Un gars en costard dit à son collègue, il est sept heures du matin : « Là, j’ai chopé des pêches plates, écoute, c’est une tuerie. C’est de saison, ça, les pêches plates ? » — je suis dans le RER à sept heures du matin parce que je vais à l’aéroport. J’aime pas ça, l’avion.
Je ne me plains pas, hein. Je veux dire : je ne suis pas obligé de le prendre, l’avion : je l’ai bien voulu, j’ai fait ce qu’il fallait pour. Je décollerai à dix heures et, à midi, je serai de l’autre côté du monde — à cause du décalage horaire (mais, en vrai, le trajet est bien plus long que deux heures).
Ça m’a jamais fait fantasmer, de voler.

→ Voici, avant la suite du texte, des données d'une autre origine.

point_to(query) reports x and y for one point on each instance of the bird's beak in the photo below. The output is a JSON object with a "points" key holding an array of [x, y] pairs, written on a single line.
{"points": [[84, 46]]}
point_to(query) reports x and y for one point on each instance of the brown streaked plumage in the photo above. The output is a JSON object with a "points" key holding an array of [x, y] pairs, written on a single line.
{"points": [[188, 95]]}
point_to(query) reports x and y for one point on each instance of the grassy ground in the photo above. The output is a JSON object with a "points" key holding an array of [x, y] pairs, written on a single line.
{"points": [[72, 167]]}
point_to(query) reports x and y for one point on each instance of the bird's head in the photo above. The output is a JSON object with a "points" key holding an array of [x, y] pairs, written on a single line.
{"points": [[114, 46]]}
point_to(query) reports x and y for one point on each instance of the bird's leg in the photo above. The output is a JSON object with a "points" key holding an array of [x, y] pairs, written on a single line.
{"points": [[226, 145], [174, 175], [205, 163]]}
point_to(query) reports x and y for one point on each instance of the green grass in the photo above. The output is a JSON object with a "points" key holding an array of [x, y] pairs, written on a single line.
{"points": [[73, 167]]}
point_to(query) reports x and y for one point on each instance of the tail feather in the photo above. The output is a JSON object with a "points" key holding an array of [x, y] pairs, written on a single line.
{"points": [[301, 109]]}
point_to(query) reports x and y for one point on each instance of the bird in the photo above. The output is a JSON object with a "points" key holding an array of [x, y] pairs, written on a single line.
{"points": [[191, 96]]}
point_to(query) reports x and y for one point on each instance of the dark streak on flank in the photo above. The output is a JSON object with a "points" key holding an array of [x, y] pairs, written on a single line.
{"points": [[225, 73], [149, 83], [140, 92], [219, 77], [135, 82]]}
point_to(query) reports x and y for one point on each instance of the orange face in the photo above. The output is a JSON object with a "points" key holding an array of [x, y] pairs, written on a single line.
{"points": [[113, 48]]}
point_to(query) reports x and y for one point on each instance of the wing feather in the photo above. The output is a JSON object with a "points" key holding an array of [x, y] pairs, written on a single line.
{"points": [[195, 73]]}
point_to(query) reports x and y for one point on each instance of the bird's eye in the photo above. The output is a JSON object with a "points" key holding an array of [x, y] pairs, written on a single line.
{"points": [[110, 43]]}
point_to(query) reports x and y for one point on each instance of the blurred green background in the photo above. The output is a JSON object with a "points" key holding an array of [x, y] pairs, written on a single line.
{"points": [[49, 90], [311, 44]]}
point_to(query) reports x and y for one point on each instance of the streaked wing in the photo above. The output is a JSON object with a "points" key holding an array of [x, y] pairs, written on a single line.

Voler, pour quoi faire ? Est-ce que j’ai déjà fait ce rêve, la nuit : « voler » ? Non.
Quand j’étais parti là-bas en 2010, c’était un genre de voyage initiatique. J’étais pas vieux, c’était l’été où je venais de terminer mes études, J. et J. m’avaient invité à passer trois semaines chez eux. J’avais pris un vol à la con, avec des tas de correspondances. Il avait fallu que je m’occupe, que je donne un sens à tout ça. J’avais déjà écrit des trucs, lors de voyages précédents (quand j’étais en Erasmus l’année d’avant) : un journal, des fictions courtes. Là, avant de partir à San Francisco en 2010, c’était la première fois que je commençais d’écrire quelque chose en me disant : « Ça pourrait être un roman ». J’ai écrit un chapitre par jour — les premiers ont été écrits à chaque correspondance, chaque étape, pour remplir le temps et l’espace de ces aéroports (je vous l’ai dit, que j’aimais pas ça, les aéroports ?). Pour chaque chapitre, je notais scrupuleusement la date et le lieu où je l’avais écrit et, le plus souvent, ça coïncidait avec le lieu où se trouvait mon personnage. Je faisais des oloé sans le savoir, comme l’autre avec la prose. À la fin, ça a fait Le voyage en Amérique de Léopold Milan (me demandez pas pourquoi le personnage s’appellait comme ça). Il est en ligne, bon.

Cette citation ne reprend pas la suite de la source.